D’altronde, chi non si ferma ammirato davanti ai banchi degli ortolani? Qui la bellezza, la varietà di colori, forme e profumi non patisce confronto con le vetrine dei fiorai. Tant’è che frutta e verdura figurano con i fiori di serra nei bouquet natalizi: piccoli ananas e kumquat con orchidee; protee con carciofi e zucche mignon, non senza qualche sbuffo di erbe aromatiche.
Complice il trend ambientalista, da tempo anche il mercato florovivaistico ha scoperto quest’ambito d’espansione; le più rinomate fiere del settore e i garden centers propongono nuove sementi e piantine dal doppio impiego, ornamentale e gastronomico. Nulla di nuovo: si torna a un’idea di orto-giardino com’era d’uso ai tempi dei nostri nonni e bisnonni, quando vigeva un’economia integrata. Ma il fenomeno ora prevede applicazioni à la page: gli architetti del verde progettano parterres di siepi di bosso bordeggianti commestibili consociazioni di fiori e verdure, con rotazione stagionale di varietà e colori per una gioia multisensoriale. Il modello è il Castello di Villandry, nella valle della Loira, dove il potager non è meno d’effetto degli altri settori dei vasti giardini, e tra gli ortaggi coltivati con raffinato gusto estetico spiccano le geometriche file di glauche brassicacee.
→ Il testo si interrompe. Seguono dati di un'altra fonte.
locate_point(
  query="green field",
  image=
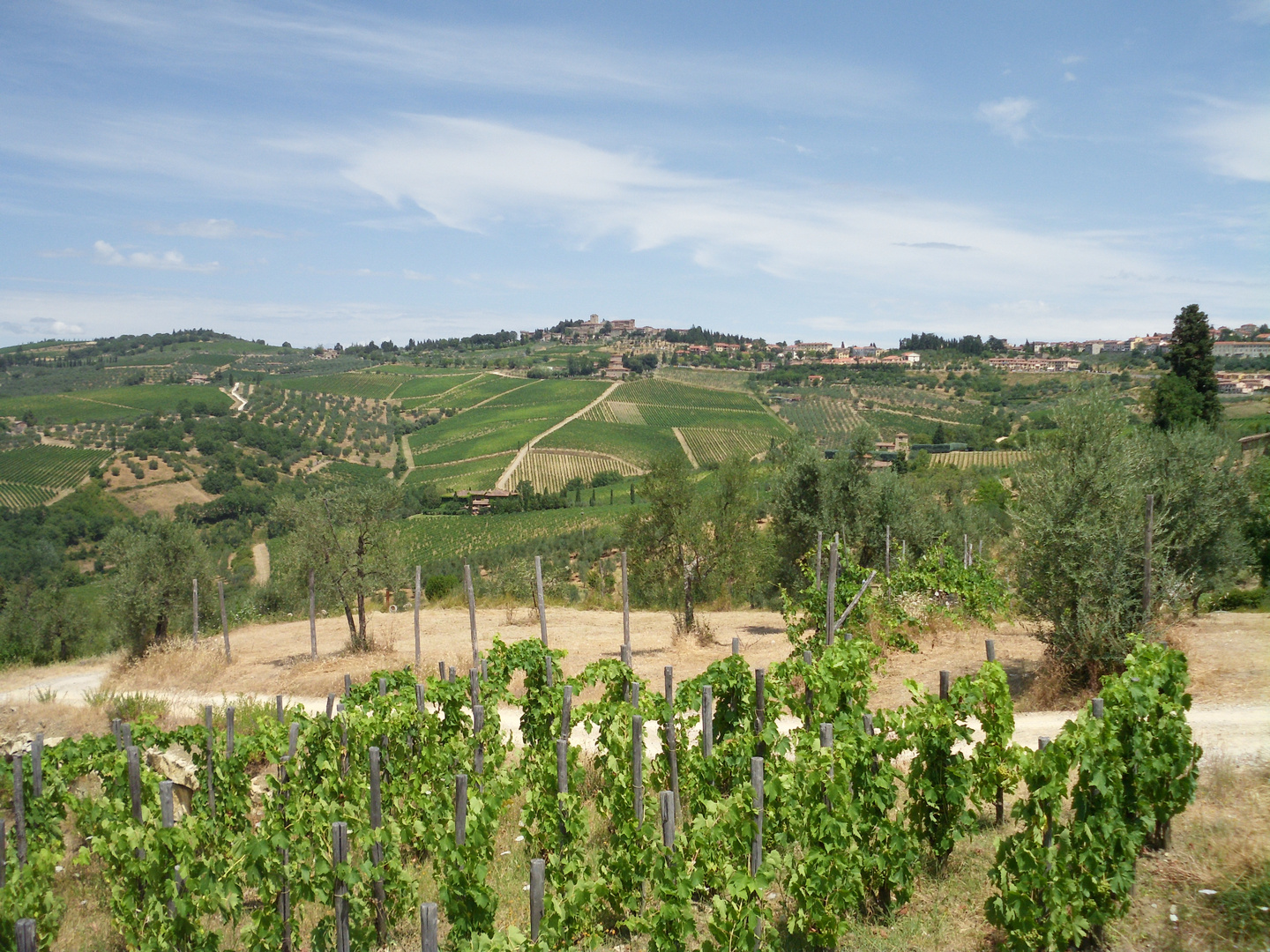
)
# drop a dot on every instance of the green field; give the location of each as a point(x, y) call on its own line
point(57, 467)
point(357, 472)
point(430, 539)
point(631, 442)
point(503, 424)
point(430, 385)
point(370, 386)
point(469, 473)
point(113, 404)
point(22, 496)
E non avete negli occhi la meraviglia primaverile dei campi giallo limone coltivati a colza? La si usa come foraggio, come combustibile e come olio alimentare. Ebbene, sempre di cavolo si tratta (Brassica napus). Così, giusto per tornare alla tavola del capodanno, anche la senape con cui accompagniamo crauti e lessi è una brassica (Brassica nigra o alba).
Insomma, i cavoli sono preziosi cotti e crudi – lo sapeva bene Catone il Censore che ne tesseva l’elogio – e riempiono i vuoti: degli stomaci e dei giardini d’inverno.